The lower-cap model, he said, also would allow the lender to have a lower cap, which could affect the individual borrower’s contract rate, and a flat fee on top of that. “I can say with some confidence that the systems that we are describing can be executed in a way that don’t affect individual dealer compensation,” he said.
When the Q&A period began, a dealer wanted to know whether Rosenbaum was suggesting that dealers should have some type of audit system to monitor the spread that dealers charge consumers.
For example, say an F&I manager has a maximum or cap of 2 points that he or she can charge. Some customers are charged 1 point, some 1.5 points and others 2 points. The differences are based not on creditworthiness but on the manager’s ability to get customers to say yes to the payment. Is that a violation?
Rosenbaum said yes. “You should be monitoring it because it could be exercised in a way that produces disparities based upon race or national origin in your customer base,” he said.
The dealer responded: “So there are 10 people” with the same 750 credit scores. “Five, I charge a 2-point spread; five, I charge a 1-point spread. What’s the violation?”
Rosenbaum retorted: “The five you charge 1 point — well, why?”
The dealer said, “Because they wouldn’t say yes to the higher payment.”
Rosenbaum explained: “That would be the second level of the [feds’] inquiry: the justification for the disparities.”
What’s my obligation?
Another dealer pressed Rosenbaum further. “Being minorities, we don’t want to see discrimination happen,” he said, “but is it our job to inform the customer, ‘By the way, you can get 6 percent’?

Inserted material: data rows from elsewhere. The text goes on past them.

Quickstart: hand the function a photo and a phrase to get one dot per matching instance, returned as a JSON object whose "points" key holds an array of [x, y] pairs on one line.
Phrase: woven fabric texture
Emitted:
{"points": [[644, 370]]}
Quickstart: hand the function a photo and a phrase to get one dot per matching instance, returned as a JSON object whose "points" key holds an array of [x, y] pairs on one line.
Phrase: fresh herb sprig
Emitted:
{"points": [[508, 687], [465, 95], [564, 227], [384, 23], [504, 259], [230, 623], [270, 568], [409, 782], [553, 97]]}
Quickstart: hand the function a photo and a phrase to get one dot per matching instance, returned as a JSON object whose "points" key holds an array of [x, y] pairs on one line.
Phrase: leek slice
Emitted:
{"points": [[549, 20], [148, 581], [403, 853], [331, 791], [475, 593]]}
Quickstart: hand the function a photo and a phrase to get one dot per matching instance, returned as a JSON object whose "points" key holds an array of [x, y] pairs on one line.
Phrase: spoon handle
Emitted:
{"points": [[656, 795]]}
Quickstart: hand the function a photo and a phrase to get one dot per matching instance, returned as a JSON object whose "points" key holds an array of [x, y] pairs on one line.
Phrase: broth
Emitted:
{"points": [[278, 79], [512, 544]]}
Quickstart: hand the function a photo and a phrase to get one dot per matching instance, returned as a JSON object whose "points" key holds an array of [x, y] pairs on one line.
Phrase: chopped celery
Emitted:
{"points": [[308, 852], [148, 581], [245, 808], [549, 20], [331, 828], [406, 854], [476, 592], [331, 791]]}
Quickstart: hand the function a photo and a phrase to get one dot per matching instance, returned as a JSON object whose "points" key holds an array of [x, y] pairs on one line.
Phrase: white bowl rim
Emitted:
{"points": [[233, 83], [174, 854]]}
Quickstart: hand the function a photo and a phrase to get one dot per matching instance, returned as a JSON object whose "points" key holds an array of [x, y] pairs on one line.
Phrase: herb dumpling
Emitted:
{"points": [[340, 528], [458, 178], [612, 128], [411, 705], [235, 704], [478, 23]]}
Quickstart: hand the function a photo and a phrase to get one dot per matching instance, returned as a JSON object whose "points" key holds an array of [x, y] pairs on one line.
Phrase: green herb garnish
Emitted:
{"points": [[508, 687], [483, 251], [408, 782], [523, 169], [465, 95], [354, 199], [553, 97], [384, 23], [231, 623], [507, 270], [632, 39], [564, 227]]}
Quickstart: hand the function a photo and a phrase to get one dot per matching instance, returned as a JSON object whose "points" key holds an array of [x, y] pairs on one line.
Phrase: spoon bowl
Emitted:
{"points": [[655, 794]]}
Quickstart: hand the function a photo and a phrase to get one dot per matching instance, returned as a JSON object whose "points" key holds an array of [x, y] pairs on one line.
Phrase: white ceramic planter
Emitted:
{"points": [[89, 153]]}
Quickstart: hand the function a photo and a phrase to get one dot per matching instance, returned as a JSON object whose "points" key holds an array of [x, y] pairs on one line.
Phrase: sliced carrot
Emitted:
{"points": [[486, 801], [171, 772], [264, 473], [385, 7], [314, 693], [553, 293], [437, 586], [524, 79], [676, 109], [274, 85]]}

“Secondly, many times lower-income people are not as sophisticated, and it’s printed right there on the contract what the terms are, and they agree to it, no manipulation. In a free-enterprise system I’m trying to figure out -- how you can allege discrimination.”
He added: “I’m trying to understand what a businessperson’s obligation is to inform consumers of options.”

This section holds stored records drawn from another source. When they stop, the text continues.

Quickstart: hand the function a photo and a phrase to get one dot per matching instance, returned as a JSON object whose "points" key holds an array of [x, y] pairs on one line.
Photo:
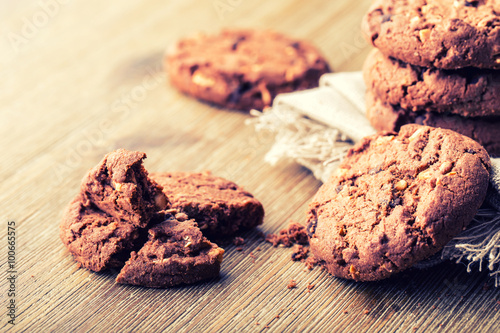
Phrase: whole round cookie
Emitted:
{"points": [[447, 34], [220, 207], [387, 117], [469, 92], [243, 69], [397, 198]]}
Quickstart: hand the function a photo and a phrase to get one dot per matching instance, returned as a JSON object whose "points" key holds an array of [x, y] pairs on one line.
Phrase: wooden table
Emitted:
{"points": [[82, 78]]}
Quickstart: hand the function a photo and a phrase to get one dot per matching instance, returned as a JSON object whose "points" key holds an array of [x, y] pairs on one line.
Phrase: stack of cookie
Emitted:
{"points": [[436, 64]]}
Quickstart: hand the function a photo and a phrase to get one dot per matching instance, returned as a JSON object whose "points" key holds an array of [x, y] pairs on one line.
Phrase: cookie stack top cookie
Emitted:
{"points": [[437, 65], [446, 34]]}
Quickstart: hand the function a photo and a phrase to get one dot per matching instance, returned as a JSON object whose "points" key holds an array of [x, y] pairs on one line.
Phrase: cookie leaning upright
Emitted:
{"points": [[447, 34], [243, 69], [116, 201], [396, 199]]}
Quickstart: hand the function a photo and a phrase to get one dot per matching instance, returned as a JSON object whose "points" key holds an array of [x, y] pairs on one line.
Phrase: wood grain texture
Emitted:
{"points": [[87, 80]]}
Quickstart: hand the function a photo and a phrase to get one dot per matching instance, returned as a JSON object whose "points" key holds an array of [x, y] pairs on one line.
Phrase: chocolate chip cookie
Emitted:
{"points": [[446, 34], [116, 201], [176, 253], [243, 69], [396, 199], [469, 92], [220, 207], [387, 117]]}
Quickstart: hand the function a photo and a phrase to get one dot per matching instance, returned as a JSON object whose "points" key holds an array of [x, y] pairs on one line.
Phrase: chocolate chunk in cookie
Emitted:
{"points": [[96, 240], [396, 199], [447, 34], [103, 223], [387, 117], [119, 186], [176, 253], [467, 92], [220, 207], [243, 69]]}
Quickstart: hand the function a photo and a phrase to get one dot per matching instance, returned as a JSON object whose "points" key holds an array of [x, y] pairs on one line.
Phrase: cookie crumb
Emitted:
{"points": [[292, 284]]}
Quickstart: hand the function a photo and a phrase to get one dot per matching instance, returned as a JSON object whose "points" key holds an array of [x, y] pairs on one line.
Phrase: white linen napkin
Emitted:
{"points": [[316, 127]]}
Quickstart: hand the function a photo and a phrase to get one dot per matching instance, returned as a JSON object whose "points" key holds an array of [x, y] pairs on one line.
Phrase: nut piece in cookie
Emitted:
{"points": [[119, 186], [220, 207], [397, 202], [243, 69], [176, 253], [105, 220]]}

Rosenbaum replied: “One way [discrimination] takes place is if the African-American customer gets a piece of paper that says 6 percent and they sign it, and the white customer gets a piece of paper that says 5.5 percent and they sign it, and that’s the pattern. At the very least you’d expect a government agency looking at that to ask for an explanation. What’s going on?”
Another dealer challenged Ficklin’s statement that the CFPB doesn’t oversee dealers.

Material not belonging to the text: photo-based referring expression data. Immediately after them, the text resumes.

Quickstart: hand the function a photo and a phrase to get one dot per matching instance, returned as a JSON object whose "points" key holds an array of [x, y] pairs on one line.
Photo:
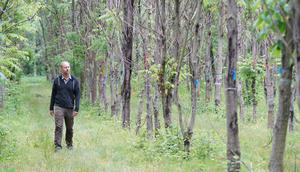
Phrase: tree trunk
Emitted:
{"points": [[269, 84], [241, 100], [253, 81], [233, 144], [296, 36], [280, 129], [127, 56], [146, 54], [292, 110], [140, 112], [208, 67], [219, 60], [157, 59], [194, 67]]}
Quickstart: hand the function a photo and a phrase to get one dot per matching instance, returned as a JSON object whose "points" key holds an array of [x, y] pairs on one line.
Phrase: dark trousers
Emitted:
{"points": [[61, 115]]}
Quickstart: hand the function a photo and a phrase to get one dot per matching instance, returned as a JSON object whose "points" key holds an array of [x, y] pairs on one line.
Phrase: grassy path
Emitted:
{"points": [[101, 145]]}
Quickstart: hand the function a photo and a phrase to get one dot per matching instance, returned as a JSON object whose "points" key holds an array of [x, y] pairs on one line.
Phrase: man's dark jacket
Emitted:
{"points": [[65, 95]]}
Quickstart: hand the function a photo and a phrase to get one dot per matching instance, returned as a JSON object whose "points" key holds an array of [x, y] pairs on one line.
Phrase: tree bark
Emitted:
{"points": [[233, 144], [208, 66], [241, 100], [253, 81], [195, 79], [269, 84], [127, 56], [219, 60], [280, 128]]}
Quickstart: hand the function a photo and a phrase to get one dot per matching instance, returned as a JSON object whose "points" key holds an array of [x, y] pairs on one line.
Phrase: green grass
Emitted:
{"points": [[102, 145]]}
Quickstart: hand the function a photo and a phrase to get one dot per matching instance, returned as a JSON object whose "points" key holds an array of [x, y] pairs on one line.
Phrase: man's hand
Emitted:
{"points": [[75, 113], [51, 112]]}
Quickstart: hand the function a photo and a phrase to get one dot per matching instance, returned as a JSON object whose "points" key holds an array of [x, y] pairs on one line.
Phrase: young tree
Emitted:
{"points": [[233, 144], [128, 11]]}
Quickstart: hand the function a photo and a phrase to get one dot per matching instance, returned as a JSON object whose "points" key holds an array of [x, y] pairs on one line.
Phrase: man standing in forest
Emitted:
{"points": [[64, 104]]}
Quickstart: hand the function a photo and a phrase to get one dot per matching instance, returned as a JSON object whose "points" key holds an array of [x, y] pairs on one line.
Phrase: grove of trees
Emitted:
{"points": [[231, 49]]}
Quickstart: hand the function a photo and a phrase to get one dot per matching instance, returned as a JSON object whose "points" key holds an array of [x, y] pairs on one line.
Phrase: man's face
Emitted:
{"points": [[65, 68]]}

“By you scrutinizing the lenders, all you’re doing is scrutinizing the dealers in a roundabout way,” he said. “I’m a dealer that does business with Ally. So now I have to go through compliance.”
Once a quarter, he said, “they come in with their documentation” and “they go contract by contract, and if we’re off at all then we have to bring that into line.
“My question to you is: Is it fair for you to get to us through the lenders?”
Ficklin stood her ground. “I am not trying to get to you. But I would ask you, would it be fair for me to turn my head from the discriminatory outcomes of lenders’ policies? Part of my obligation is to enforce the Equal Credit Opportunity Act.
“The Equal Credit Opportunity Act governs the activities of those lenders and they have those discretionary policies in place; those policies are resulting in discrimination. It sounds like you are asking me to turn my head on that for fear of potentially reaching you all as a business partner of these lenders. I can’t do that. I have to meet my responsibilities.”
Then things got a bit testy.
Dealer: “You all feel like discrimination is going on in the marketplace?”
Dealer: “Well, all dealers do not discriminate.”
Rosenbaum: “We agree.”
Ficklin: “I hope not.”
Dealer: “But we’re all being painted with the same brush because of the policies and procedures you all are putting into place.”
Ficklin: “It’s hard for me to see increased fair-lending compliance for lenders as a bad thing. It sounds like a bad thing when Ally visits you guys and engages in that type of compliance.”
Dealer: “I didn’t mean it was bad. [But] if you think they’re coming in because I’m out of compliance, you’re wrong.”
Ficklin: “I didn’t say that and I wouldn’t say that.”